For an emerald green lawn you need to mow, water, and fertilize regularly. But if this routine maintenance does not produce the desired lush, green carpet, the soil may be compacted. Soils become compacted over time as rainwater and water from your sprinklers provide opportunities for the soil particles to move closer together. Heavy foot traffic can lead to faster compaction. Compacted soil prevents the roots of your turf from receiving the benefits of the water and fertilizer you apply. A solution to this problem is mechanical aeration of your lawn.

Give Roots a Little Breathing Room
Loosening the soil at and below the root level will provide breathing room for the roots of your grass giving them better access to air, water and fertilizer. This will result in a greener, more luxuriant lawn.
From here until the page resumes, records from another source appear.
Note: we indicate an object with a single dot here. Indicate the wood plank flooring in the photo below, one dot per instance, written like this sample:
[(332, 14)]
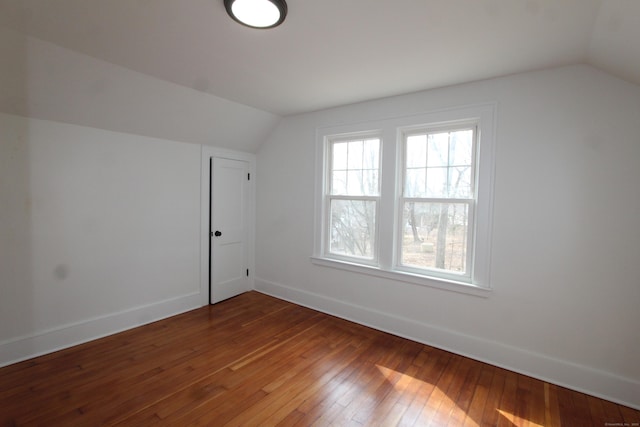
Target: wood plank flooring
[(255, 360)]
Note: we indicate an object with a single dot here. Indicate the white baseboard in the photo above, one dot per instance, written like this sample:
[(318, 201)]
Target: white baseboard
[(560, 372), (66, 336)]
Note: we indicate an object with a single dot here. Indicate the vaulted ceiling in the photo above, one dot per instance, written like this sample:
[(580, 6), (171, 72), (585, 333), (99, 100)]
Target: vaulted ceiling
[(334, 52)]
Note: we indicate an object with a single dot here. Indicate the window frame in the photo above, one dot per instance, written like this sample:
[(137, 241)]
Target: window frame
[(389, 215), (404, 133), (329, 197)]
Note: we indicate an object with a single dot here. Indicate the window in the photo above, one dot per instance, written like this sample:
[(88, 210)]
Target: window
[(353, 196), (409, 198), (438, 200)]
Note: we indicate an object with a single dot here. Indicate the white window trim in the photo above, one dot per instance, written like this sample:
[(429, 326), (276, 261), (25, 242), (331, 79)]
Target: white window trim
[(390, 131)]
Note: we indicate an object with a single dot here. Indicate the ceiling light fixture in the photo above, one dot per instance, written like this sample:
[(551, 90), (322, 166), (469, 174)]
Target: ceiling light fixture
[(257, 13)]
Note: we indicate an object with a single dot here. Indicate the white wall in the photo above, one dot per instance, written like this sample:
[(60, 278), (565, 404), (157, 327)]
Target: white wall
[(99, 232), (41, 80), (565, 257)]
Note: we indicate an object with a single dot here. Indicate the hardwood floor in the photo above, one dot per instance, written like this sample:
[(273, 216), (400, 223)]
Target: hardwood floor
[(254, 360)]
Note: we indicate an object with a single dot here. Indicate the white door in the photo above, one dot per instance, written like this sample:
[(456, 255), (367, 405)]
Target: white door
[(229, 250)]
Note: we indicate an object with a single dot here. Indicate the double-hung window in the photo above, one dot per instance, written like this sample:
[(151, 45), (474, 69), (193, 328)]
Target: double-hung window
[(409, 198), (353, 197), (437, 201)]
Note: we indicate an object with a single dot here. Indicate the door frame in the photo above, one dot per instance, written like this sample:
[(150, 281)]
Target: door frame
[(207, 153)]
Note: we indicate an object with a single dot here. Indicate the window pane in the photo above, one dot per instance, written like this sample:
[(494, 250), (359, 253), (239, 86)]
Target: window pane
[(355, 167), (434, 236), (339, 182), (354, 182), (339, 160), (371, 154), (460, 182), (355, 155), (370, 179), (437, 182), (352, 228), (415, 183), (438, 151), (416, 151)]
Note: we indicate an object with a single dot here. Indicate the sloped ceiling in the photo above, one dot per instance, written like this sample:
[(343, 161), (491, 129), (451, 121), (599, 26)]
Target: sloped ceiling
[(333, 52)]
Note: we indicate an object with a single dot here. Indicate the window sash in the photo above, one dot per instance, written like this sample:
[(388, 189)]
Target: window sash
[(469, 238), (392, 134), (374, 235)]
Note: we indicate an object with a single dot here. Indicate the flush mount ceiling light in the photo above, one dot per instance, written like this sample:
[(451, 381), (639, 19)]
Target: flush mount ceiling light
[(257, 13)]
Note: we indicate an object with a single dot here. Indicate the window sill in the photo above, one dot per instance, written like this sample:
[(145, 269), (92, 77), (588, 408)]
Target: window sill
[(415, 279)]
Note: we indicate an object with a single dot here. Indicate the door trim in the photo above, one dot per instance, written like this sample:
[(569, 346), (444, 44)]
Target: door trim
[(207, 153)]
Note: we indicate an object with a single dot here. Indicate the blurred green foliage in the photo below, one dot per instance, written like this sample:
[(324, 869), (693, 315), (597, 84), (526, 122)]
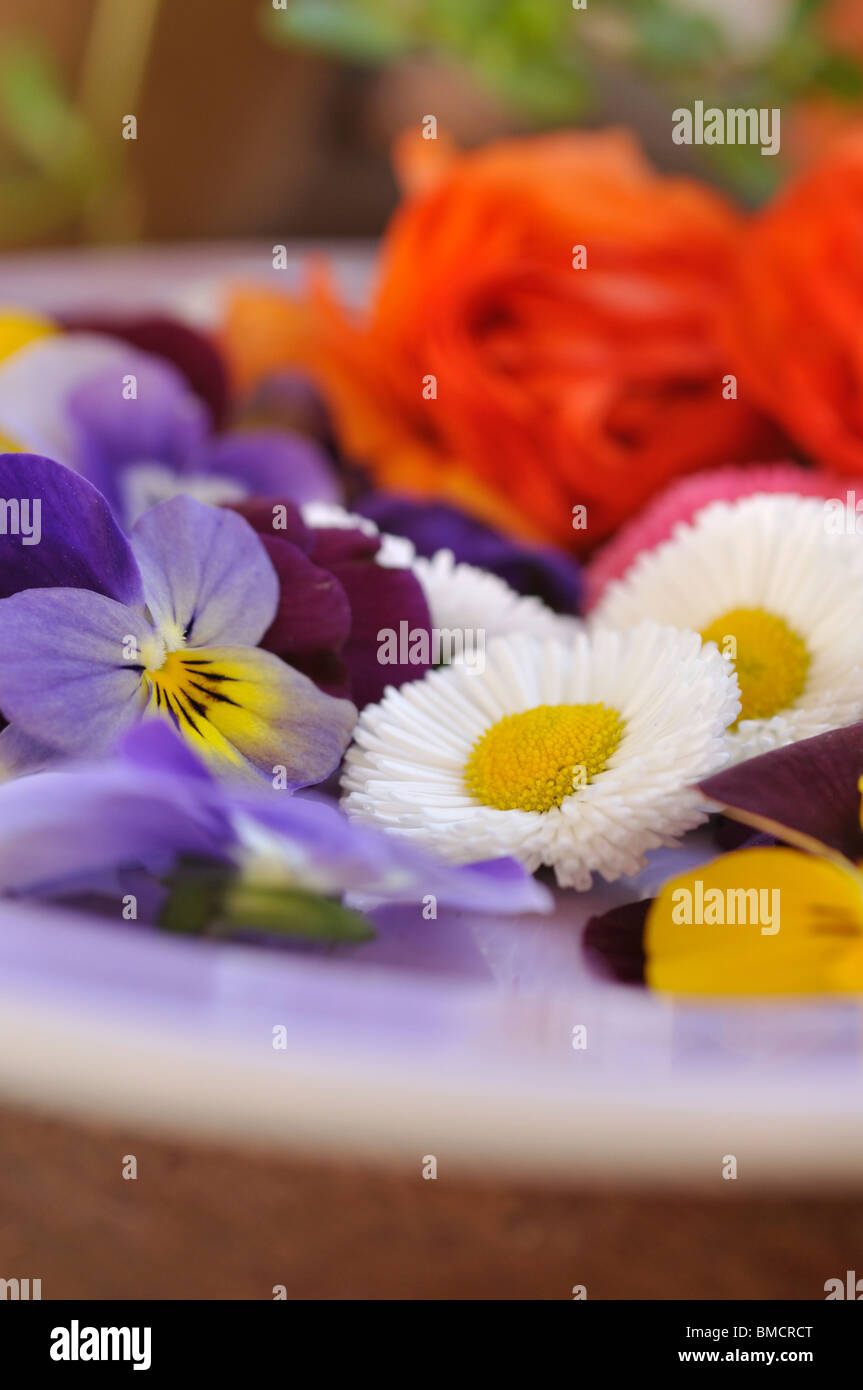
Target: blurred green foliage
[(542, 56)]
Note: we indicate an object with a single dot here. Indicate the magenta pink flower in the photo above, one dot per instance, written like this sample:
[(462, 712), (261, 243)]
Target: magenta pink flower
[(683, 499)]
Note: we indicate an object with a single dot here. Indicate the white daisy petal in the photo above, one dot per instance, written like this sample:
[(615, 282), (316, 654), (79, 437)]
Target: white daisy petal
[(462, 598), (773, 553), (674, 695)]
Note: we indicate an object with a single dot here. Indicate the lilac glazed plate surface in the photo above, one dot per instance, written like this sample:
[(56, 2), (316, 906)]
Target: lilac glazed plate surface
[(449, 1037)]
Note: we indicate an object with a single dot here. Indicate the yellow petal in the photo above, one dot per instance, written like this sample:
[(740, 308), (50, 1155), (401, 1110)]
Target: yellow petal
[(758, 922), (17, 330)]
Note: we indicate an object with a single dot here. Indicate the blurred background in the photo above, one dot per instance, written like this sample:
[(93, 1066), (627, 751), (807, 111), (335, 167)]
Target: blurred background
[(277, 116)]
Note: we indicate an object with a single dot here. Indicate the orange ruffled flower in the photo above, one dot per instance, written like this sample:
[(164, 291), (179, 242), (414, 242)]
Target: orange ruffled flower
[(798, 312), (551, 385)]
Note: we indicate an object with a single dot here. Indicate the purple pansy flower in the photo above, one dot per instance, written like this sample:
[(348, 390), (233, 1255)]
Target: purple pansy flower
[(188, 349), (157, 445), (538, 570), (97, 630), (153, 805)]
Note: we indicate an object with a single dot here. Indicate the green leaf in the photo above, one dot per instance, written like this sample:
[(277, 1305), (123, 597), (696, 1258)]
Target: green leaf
[(195, 897), (210, 900), (291, 912), (359, 32)]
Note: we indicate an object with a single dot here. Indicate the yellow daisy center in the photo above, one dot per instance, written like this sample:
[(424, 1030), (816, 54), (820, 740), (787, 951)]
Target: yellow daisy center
[(532, 761), (771, 660)]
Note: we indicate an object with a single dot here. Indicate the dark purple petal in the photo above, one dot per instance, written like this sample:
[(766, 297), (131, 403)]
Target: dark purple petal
[(289, 401), (163, 424), (614, 941), (335, 545), (267, 463), (809, 787), (313, 615), (193, 355), (539, 570), (381, 598), (81, 545), (277, 516)]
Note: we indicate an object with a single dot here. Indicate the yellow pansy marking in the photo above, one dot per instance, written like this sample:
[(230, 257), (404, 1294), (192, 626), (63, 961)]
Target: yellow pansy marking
[(532, 761), (770, 659), (192, 690)]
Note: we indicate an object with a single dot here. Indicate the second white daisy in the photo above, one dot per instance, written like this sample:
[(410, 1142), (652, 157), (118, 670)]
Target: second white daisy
[(577, 754), (781, 598)]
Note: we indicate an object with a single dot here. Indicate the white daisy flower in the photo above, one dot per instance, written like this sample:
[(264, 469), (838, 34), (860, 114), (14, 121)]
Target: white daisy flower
[(578, 754), (781, 598), (464, 597), (460, 597)]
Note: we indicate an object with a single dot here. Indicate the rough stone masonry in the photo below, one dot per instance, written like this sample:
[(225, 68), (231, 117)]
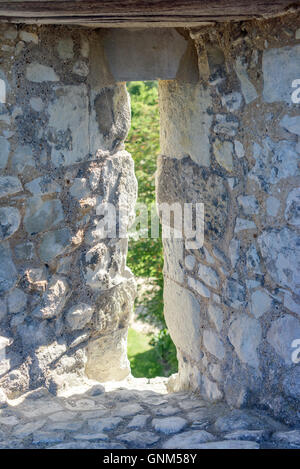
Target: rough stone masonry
[(229, 138)]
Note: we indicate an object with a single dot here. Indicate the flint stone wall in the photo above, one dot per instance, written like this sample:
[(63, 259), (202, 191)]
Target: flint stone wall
[(229, 138), (65, 292), (231, 141)]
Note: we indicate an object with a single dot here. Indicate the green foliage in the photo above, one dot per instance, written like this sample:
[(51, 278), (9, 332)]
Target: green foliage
[(143, 357), (145, 256)]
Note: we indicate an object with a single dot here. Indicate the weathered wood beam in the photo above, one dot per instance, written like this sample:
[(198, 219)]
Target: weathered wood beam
[(116, 12)]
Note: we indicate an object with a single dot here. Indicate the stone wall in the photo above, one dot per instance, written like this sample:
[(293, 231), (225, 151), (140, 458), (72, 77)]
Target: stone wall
[(231, 141), (66, 294)]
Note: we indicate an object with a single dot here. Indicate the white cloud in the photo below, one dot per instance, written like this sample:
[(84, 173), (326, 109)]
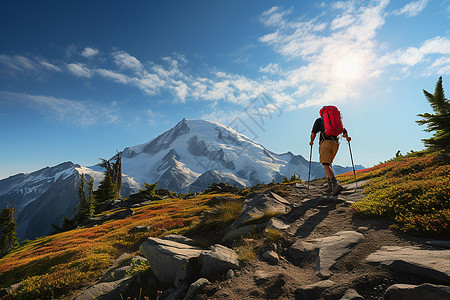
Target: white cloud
[(125, 61), (342, 21), (412, 9), (332, 63), (79, 113), (79, 70), (275, 16), (117, 77), (89, 52), (50, 66), (413, 56), (29, 66), (270, 69)]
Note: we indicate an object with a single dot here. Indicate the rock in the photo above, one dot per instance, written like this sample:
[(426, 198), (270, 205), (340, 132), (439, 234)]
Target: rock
[(180, 239), (302, 251), (352, 294), (362, 229), (230, 274), (138, 259), (105, 290), (431, 264), (217, 261), (122, 257), (260, 277), (334, 247), (276, 223), (313, 291), (326, 250), (417, 292), (437, 243), (138, 229), (230, 235), (175, 293), (171, 262), (261, 205), (271, 257), (193, 289)]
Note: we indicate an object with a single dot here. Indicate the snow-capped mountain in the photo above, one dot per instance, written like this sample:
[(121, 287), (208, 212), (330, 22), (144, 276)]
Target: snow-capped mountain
[(44, 197), (196, 153), (187, 158)]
The best way to aerate your lawn is to rent a core aerator at a local equipment rental store. It should take less than an hour to aerate an average sized lawn with a power aerator so you may want to arrange to share with your neighbors and split the cost of renting the equipment. A core aerator is about the size of a rototiller and has hollow tines or spoons mounted on a disk or drum. A core aerator extracts one-half to three-quarter inch diameter cores of soil and deposits them on the lawn. Aeration holes are typically about three inches deep and spaced 2-6 inches apart.

How to Aerate
You can aerate your lawn any time with good results, provided the ground is not frozen. I choose to do the job in the spring months when the grass is actively growing. It quickly recovers from the treatment and by early summer becomes that lush, green carpet I crave to have underfoot.

Thoroughly water your lawn a day or two prior to aerating so the tines can penetrate deeply into the soil and the soil cores can easily fall out of the tines. The soil should be moist but not wet. Thorough watering means one inch of water from the sprinklers or from rainfall.

Aerate the lawn in at least two different directions to insure good coverage. Take extra care when running the equipment on slopes, as well as near sidewalks, driveways and landscape beds. Be sure to mark sprinkler heads, shallow lines from sprinklers, cables and wires, and septic lines before aerating so they will not be damaged. Leave the soil cores on the lawn surface. With each watering, the soil clinging to the plugs will wash back into the ground. Mowing will also reduce their size. As plant matter from the plugs is broken down by bacteria, it becomes an excellent food for your lawn. Once you've finished aerating you can spread a thin layer of compost or sand over the lawn and finish the job by overseeding the entire lawn.

Aerating every three to four years (more often if there's heavy foot traffic) will help your lawn retain its good health.